Comments on cruxes/counterpoints

  • Solving Anti-Naturality at the Architectural Layer
    • In my ontology it is unclear how you solve "anti-naturality" at the architectural layer, if what you mean by "anti-naturality" is that the heuristics and problem-solving techniques that make minds capable of consequentialist goals tend to make them preserve their own goals. If the agent is flexibly thinking about how to build a nanofactory and naturally comes upon the instrumental goal of escaping so that no one can alter its weights, what does it matter whether it's a GOFAI, Constitutional AI agent, OmegaZero RL agent or anything else?
  • “General Intelligence Demands Consequentialism”
    • Agree
  • Desiderata Lists vs Single Unifying Principle
    • I am pro desiderata lists because all of the desiderata bound the badness of an AI's actions and protect against failure modes in various ways. If I have not yet found that corrigibility is some mathematically clean concept I can robustly train into an AI, I would prefer the agent be shutdownable in addition to "hard problem of corrigibility" corrigible, because what if I get the target wrong and the agent is about to do something bad? My end goal is not to make the AI corrigible, it's to get good outcomes. You agree with shutdownability but I think this also applies to other desiderata like low impact. What if the AI kills my parents because for some weird reason this makes it more corrigible?
Replies from: max-harms, max-harms
comment by Max Harms (max-harms) · 2024-06-11T16:51:43.981Z · LW(p) · GW(p)

I'm going to respond piece-meal, since I'm currently writing in a limited timebox.

Empowering the principal to fix its flaws and mistakes how? [...]

If the "perfectly corrigible agent" it something that only reflects on itself and tries to empower the principal to fix it, it would be useless at anything else, like curing cancer.

I think obedience is an emergent behavior [AF(p) · GW(p)] of corrigibility. The intuitive story here is that how the AI moves its body is a kind of action, and insofar as the principal gives a command, this is an attempt to "fix" the action to be one way as opposed to another. Responding to local, verbal instructions is a way of responding to the corrections of the principal. If the principal is able to tell the agent to fetch the apple, and the agent does so, the principal is empowered over the agent's behavior in a way that that would not be if the agent ignored them.

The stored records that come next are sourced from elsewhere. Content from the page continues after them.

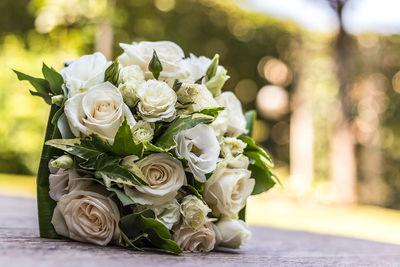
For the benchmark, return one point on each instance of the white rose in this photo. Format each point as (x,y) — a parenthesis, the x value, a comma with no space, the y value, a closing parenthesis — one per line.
(99,110)
(220,125)
(236,121)
(197,67)
(200,148)
(233,233)
(198,94)
(87,216)
(200,240)
(194,211)
(168,213)
(143,131)
(62,181)
(169,54)
(165,176)
(128,92)
(231,146)
(157,101)
(85,72)
(129,73)
(228,188)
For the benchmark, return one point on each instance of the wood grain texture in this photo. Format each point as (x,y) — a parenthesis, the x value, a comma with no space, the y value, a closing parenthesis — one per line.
(20,245)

More formally, I am confused exactly how to specify where the boundaries of power should be, but I show a straightforward way to derive something like obedience from empowerment in doc 3b. [? · GW]

Overall I think you shouldn't get hung up on the empowerment frame when trying to get a deep handle on corrigibility, but should instead try to find a clean sense of the underlying generator and then ask how empowerment matches/diverges from that.

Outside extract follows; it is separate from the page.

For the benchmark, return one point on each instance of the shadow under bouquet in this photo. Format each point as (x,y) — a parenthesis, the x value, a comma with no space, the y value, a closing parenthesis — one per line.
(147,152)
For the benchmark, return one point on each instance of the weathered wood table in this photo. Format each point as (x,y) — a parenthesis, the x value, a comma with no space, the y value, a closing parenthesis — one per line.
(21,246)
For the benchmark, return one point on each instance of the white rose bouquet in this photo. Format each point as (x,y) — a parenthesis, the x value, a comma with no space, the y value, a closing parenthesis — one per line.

comment by Max Harms (max-harms) · 2024-06-12T15:44:19.050Z · LW(p) · GW(p)
  • In "What Makes Corrigibility Special", where you use the metaphor of goals as two-dimensional energy landscape, it is not clear what type of goals are being considered.
    • Are these utility functions over world-states? If so, corrigibility cannot AFAIK be easily expressed as one, and so doesn't really fit into the picture.
    • If not, it's not clear to me why most of this space is flat: agents are embedded and many things we do in service of goals will change us in ways that don't conflict with our existing goals, including developing. E.g. if I have the goal of graduating college I will meet people along the way and perhaps gain the goal of being president of the math club, a liberal political bent, etc.

The idea behind the goal space visualization is to have all goals, not necessarily those restricted to world states. (Corrigibility, I think, involves optimizing over histories, not physical states of the world at some time, for example.) I mention in a footnote that we might want to restrict to "unconfused" goals.

The goal space is flat because preserving one's (terminal) goals (including avoiding adding new ones) is an Omohundro Drive and I'm assuming a certain level of competence/power in these agents. If you gain terminal goals like being president of the math club by going to college, doing so is likely hurting your long-run ability to get what you want. (Note: I am not talking about instrumental goals.)